Katlyn Fuentes - Undergraduate Collection Staff, Senior Capstone Researcher (graduated Fall 2018)
I'm an Aquatic and Fishery Science student new to the University of Washington, where I am also minoring in Anthropology. Previous to my attending the University of Washington, I was studying Marine Biology at the University of Hawaii at Manoa. I've always been a little crazy when it comes to anything related to plants/animals, so I jump at any and all chances to get involved with hands-on research/fieldwork! While at UH, I had some amazing opportunities to delve into the wonders that are natural history museums! I've had experience collecting specimens for the University Herbarium, imaging specimens from the University Entomology Museum, and also assisting with the Hawaiian Rare Plant Program at the Lyon Arboretum Seed Conservation Laboratory. I started working at the Ichthyology Collections in February of 2017, and thus far, I've been helping with labeling and organizing specimens from the otolith collection. I am eager to explore more facets of the collection - like the Dry Skeleton Collection - and get involved in as many projects as I can get my hands on! In particular, I'm really looking forward to learning more about the inner-workings of operating museum collections, and also learning more about the biodiversity and phylogeny of Pacific Northwest fishes.

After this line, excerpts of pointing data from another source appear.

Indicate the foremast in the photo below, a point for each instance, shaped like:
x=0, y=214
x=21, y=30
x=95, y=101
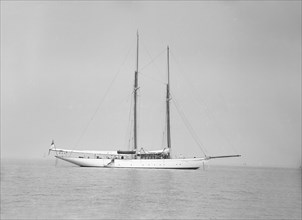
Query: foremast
x=135, y=98
x=168, y=98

Jalene Weatherholt - Undergraduate Collection Staff (graduating Winter 2019)
Jalene is a senior majoring in Environmental Science Resource Management and an intended Marine Biology double major. Her interest in Ichthyology sparked during a tour of the collection in the beginning of her freshman year and has grown through her time volunteering and working in the collection. Growing up in the San Francisco Bay Area, the marine world has always fascinated her; this passion continues now at the University of Washington. Jalene's activities outside of the collection include playing for the UW Women's Water Polo Club team and acting as a student Ambassador for the College of the Environment.